The US Dollar weakened after reports that Iran gave the US a new proposal on reopening the Strait of Hormuz and ending the war. Lower oil prices reduced inflation concerns and eased expectations for a hawkish Federal Reserve, adding pressure on the dollar.
Pound Supported By Policy And Technical Signals
Expectations of further Bank of England policy tightening this year supported the pound. The pair had pulled back from the 1.3600 area, described as a two-month peak, and then stabilised ahead of the 200-day simple moving average and the 38.2% Fibonacci retracement of the January–March fall.
The move above the 50% retracement level kept the upward bias intact. RSI was near 59 and MACD stayed in positive territory.
Resistance sat near the 61.8% retracement at 1.3608. Support levels were 1.3523, then 1.3437 and 1.3332, with 1.3161 as a further downside level.
The technical analysis was produced with help from an AI tool.
Option Strategies For A Move Higher
Given the expected weakening of the US dollar and strength in the pound, we should consider strategies that profit from a rise in GBP/USD toward the 1.3600 area. Buying call options with a strike price near 1.3550 would provide direct exposure to this upward move with a defined risk. A more conservative approach would be a bull call spread, which would lower the upfront cost of the trade.

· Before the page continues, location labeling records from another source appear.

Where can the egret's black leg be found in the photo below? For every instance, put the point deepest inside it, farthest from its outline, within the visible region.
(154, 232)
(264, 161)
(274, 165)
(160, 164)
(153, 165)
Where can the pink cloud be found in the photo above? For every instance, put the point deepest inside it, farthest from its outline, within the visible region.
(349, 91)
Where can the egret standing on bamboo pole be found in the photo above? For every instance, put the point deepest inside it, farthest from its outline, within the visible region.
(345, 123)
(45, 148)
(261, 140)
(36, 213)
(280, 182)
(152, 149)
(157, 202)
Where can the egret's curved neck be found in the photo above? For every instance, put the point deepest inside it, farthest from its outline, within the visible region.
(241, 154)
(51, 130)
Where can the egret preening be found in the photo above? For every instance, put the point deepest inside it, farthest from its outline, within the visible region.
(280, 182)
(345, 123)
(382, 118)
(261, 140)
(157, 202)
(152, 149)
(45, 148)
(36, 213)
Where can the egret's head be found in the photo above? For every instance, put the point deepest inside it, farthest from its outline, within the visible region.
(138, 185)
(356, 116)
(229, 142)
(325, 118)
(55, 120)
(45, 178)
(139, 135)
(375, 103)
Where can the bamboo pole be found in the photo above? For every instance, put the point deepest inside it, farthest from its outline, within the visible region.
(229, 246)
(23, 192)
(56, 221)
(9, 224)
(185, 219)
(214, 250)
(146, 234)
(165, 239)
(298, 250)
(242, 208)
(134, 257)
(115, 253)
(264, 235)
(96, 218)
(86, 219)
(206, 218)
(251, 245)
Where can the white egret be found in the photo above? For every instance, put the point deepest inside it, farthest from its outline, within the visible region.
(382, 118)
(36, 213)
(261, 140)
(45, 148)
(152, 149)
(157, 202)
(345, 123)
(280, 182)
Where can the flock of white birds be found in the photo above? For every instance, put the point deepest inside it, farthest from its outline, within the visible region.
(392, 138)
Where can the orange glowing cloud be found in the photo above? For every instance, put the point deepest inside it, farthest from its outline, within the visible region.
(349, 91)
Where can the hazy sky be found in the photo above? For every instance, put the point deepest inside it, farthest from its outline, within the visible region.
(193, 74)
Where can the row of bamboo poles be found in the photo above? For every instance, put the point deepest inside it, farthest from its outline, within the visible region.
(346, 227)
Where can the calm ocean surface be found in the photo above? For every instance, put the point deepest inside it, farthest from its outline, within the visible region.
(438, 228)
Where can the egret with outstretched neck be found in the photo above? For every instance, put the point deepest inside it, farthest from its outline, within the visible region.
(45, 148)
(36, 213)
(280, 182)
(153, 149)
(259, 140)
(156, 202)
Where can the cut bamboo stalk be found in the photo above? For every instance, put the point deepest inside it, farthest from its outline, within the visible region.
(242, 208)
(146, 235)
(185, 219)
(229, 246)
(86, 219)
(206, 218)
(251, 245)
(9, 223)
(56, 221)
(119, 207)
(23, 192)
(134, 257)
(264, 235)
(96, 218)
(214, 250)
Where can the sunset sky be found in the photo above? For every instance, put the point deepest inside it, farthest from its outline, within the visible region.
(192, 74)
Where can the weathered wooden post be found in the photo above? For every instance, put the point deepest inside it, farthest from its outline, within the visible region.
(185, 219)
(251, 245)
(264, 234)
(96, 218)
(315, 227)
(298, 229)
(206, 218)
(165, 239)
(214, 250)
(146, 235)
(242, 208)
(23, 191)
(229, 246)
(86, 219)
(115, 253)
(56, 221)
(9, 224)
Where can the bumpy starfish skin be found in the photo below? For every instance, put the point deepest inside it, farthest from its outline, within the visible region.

Looking back at this forecast from early 2025, we recall the temporary optimism regarding US-Iran relations that briefly softened the dollar. This geopolitical development was a primary driver for the pound’s rally at that time. However, we now know that those peace hopes faded by the second quarter of 2025, which ultimately put a ceiling on this particular currency move.
The bets on Bank of England policy tightening were well-founded, as we saw them raise the Bank Rate in May of 2025 to combat inflation. UK inflation statistics from that period, which we can now see averaged 4.2% in the first half of 2025, provided the fundamental support for a stronger pound. This data confirms why the pound was able to gain ground against other currencies.
Conversely, the market’s hope for a less aggressive Federal Reserve was premature. US inflation data for the first quarter of 2025 came in stubbornly high, with core CPI averaging 3.8%, preventing the Fed from signaling any policy pivot. This underlying US economic strength is why the dollar’s weakness was short-lived and the GBP/USD rally eventually stalled below 1.3700.
For traders, the technical levels mentioned were crucial for executing positions. The 1.3608 resistance level was the clear target for taking profits on long positions initiated around the 1.3500 handle. The support at 1.3437 acted as a vital line in the sand; a breach of this level would have been our signal to exit bullish trades.